# Amazon Products Dataset – Data Cleaning & Preprocessing

This notebook demonstrates the steps to clean and preprocess the **Amazon Products Sales Dataset**.

**Objectives:**
1. Load raw dataset downloaded via KaggleHub.
2. Normalize numeric fields (ratings, reviews, prices, purchases).
3. Extract and clean categorical and boolean information (best seller, sponsored, coupon).
4. Parse delivery details and sustainability badges.
5. Convert timestamp fields to datetime.
6. Save cleaned dataset in a portable format.


In [1]:
import kagglehub
import pandas as pd
import re
import datetime
from pathlib import Path

### Step 0: Download Dataset 
We download the dataset using KaggleHub and identify the path to the CSV file.

In [2]:
path = kagglehub.dataset_download(
    "ikramshah512/amazon-products-sales-dataset-42k-items-2025"
)
print("Path to dataset files:", path)

dataset_path = Path(path) / "amazon_products_sales_data_uncleaned.csv"
project_folder = Path.cwd().parent
cleaned_folder = project_folder / "cleaned_data"
cleaned_folder.mkdir(exist_ok=True)  # Create folder if it doesn't exist
output_path_full = cleaned_folder / "cleaned_amazon_products_ds.csv"
output_path_sample = cleaned_folder / "sample_amazon_products.csv"

Path to dataset files: C:\Users\dahyu\.cache\kagglehub\datasets\ikramshah512\amazon-products-sales-dataset-42k-items-2025\versions\1


### Step 1: Load Raw Dataset
Load the CSV into a pandas DataFrame.

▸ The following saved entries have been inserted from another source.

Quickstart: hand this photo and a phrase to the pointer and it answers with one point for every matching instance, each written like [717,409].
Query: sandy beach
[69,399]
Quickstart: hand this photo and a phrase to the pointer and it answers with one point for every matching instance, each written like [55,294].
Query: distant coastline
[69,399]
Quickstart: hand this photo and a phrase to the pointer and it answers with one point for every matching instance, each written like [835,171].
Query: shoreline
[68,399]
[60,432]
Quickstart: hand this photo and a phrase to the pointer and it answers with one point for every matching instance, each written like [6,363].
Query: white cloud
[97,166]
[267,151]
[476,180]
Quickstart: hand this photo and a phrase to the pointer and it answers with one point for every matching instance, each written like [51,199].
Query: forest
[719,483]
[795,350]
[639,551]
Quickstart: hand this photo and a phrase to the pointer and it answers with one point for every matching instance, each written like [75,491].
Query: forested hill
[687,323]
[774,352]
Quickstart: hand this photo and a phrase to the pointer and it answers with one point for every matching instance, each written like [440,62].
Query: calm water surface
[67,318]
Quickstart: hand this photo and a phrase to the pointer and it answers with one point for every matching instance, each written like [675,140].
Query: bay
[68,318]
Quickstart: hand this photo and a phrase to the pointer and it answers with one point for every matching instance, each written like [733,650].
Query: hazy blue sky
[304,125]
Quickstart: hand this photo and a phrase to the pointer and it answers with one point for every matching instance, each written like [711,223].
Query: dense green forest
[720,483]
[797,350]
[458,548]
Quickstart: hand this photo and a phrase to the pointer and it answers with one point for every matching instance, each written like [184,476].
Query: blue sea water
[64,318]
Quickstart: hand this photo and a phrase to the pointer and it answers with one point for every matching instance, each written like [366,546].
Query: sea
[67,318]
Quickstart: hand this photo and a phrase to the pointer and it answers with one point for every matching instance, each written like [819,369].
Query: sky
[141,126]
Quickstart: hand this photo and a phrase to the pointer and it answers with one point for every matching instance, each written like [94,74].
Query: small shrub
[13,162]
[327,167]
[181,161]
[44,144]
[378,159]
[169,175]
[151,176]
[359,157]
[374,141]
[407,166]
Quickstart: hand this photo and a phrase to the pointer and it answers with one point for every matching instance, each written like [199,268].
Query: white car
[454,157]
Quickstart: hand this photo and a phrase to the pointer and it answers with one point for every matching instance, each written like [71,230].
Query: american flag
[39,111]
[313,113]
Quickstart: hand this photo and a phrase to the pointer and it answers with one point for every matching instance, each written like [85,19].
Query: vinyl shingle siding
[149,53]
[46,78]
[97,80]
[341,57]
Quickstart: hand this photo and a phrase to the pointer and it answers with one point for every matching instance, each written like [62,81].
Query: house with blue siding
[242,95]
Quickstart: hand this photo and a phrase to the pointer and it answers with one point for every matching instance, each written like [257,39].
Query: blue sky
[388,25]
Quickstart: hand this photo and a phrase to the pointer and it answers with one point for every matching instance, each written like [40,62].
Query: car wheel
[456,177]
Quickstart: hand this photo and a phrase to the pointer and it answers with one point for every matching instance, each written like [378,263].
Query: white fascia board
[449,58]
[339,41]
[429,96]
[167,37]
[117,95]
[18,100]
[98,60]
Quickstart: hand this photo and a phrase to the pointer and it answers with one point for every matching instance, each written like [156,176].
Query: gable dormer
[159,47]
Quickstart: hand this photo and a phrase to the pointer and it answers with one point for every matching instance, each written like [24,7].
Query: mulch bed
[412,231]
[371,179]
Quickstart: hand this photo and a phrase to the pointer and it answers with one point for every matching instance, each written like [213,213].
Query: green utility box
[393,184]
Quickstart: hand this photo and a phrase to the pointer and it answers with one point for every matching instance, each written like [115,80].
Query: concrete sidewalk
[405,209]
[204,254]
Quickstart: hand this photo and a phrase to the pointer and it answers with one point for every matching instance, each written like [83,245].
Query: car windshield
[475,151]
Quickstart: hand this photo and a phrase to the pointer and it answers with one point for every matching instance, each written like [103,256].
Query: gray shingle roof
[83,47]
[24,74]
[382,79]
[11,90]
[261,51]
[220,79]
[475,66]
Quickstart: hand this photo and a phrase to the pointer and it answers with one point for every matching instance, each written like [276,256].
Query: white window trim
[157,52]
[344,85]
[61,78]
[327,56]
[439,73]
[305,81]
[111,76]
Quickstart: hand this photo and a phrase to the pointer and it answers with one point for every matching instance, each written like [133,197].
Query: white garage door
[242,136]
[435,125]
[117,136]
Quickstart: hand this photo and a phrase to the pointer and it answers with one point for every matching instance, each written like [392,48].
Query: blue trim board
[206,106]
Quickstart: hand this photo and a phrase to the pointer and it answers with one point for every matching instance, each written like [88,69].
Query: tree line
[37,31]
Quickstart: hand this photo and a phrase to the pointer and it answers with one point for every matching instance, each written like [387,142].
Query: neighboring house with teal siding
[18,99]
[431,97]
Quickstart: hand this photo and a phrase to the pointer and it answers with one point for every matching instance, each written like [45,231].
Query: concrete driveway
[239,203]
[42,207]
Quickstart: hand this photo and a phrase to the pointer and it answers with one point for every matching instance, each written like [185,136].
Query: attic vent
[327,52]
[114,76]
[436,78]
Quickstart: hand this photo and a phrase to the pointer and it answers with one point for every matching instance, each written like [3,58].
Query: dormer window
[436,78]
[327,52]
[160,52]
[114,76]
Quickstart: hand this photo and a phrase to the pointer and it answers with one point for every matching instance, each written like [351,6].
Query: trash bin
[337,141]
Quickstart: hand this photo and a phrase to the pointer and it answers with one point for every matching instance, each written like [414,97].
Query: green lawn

Using Pathlib for portability.

In [3]:
df = pd.read_csv(dataset_path)
df.head(5)

Unnamed: 0,title,rating,number_of_reviews,bought_in_last_month,current/discounted_price,price_on_variant,listed_price,is_best_seller,is_sponsored,is_couponed,buy_box_availability,delivery_details,sustainability_badges,image_url,product_url,collected_at
0,BOYA BOYALINK 2 Wireless Lavalier Microphone f...,4.6 out of 5 stars,375,300+ bought in past month,89.68,basic variant price: 2.4GHz,$159.00,No Badge,Sponsored,Save 15% with coupon,Add to cart,"Delivery Mon, Sep 1",Carbon impact,https://m.media-amazon.com/images/I/71pAqiVEs3...,/sspa/click?ie=UTF8&spc=MTo4NzEzNDY2NTQ5NDYxND...,2025-08-21 11:14:29
1,"LISEN USB C to Lightning Cable, 240W 4 in 1 Ch...",4.3 out of 5 stars,2457,6K+ bought in past month,9.99,basic variant price: nan,$15.99,No Badge,Sponsored,No Coupon,Add to cart,"Delivery Fri, Aug 29",,https://m.media-amazon.com/images/I/61nbF6aVIP...,/sspa/click?ie=UTF8&spc=MTo4NzEzNDY2NTQ5NDYxND...,2025-08-21 11:14:29
2,"DJI Mic 2 (2 TX + 1 RX + Charging Case), Wirel...",4.6 out of 5 stars,3044,2K+ bought in past month,314.0,basic variant price: nan,$349.00,No Badge,Sponsored,No Coupon,Add to cart,"Delivery Mon, Sep 1",,https://m.media-amazon.com/images/I/61h78MEXoj...,/sspa/click?ie=UTF8&spc=MTo4NzEzNDY2NTQ5NDYxND...,2025-08-21 11:14:29
3,"Apple AirPods Pro 2 Wireless Earbuds, Active N...",4.6 out of 5 stars,35882,10K+ bought in past month,,basic variant price: $162.24,No Discount,Best Seller,Organic,No Coupon,,,,https://m.media-amazon.com/images/I/61SUj2aKoE...,/Apple-Cancellation-Transparency-Personalized-...,2025-08-21 11:14:29
4,Apple AirTag 4 Pack. Keep Track of and find Yo...,4.8 out of 5 stars,28988,10K+ bought in past month,,basic variant price: $72.74,No Discount,No Badge,Organic,No Coupon,,,,https://m.media-amazon.com/images/I/61bMNCeAUA...,/Apple-MX542LL-A-AirTag-Pack/dp/B0D54JZTHY/ref...,2025-08-21 11:14:29


### Step 2: Normalize Numeric Fields
We clean and convert numeric data for analysis:
- Ratings → float
- Number of reviews → int
- Purchases in last month → int
- Prices → float

In [4]:
# Ratings
df['rating'] = (
    df['rating'].fillna(0).astype(str).str.extract(r'([\d.]+)').astype(float)
)

# Number of reviews
df['number_of_reviews'] = (
    df['number_of_reviews'].fillna(0).astype(str).str.replace(',', '', regex=False).astype(int)
)

# Bought in last month
def parse_bought(x):
    if pd.isna(x) or 'bought in past month' not in str(x):
        return 0
    x = str(x).replace('+', '').strip()
    match = re.search(r'([\d\.]+)([KM]?)\s*bought in past month', x, re.IGNORECASE)
    if match:
        num, suffix = match.groups()
        num = float(num)
        if suffix.upper() == 'K':
            return int(num * 1_000)
        elif suffix.upper() == 'M':
            return int(num * 1_000_000)
        return int(num)
    return 0

df['bought_in_last_month'] = df['bought_in_last_month'].apply(parse_bought)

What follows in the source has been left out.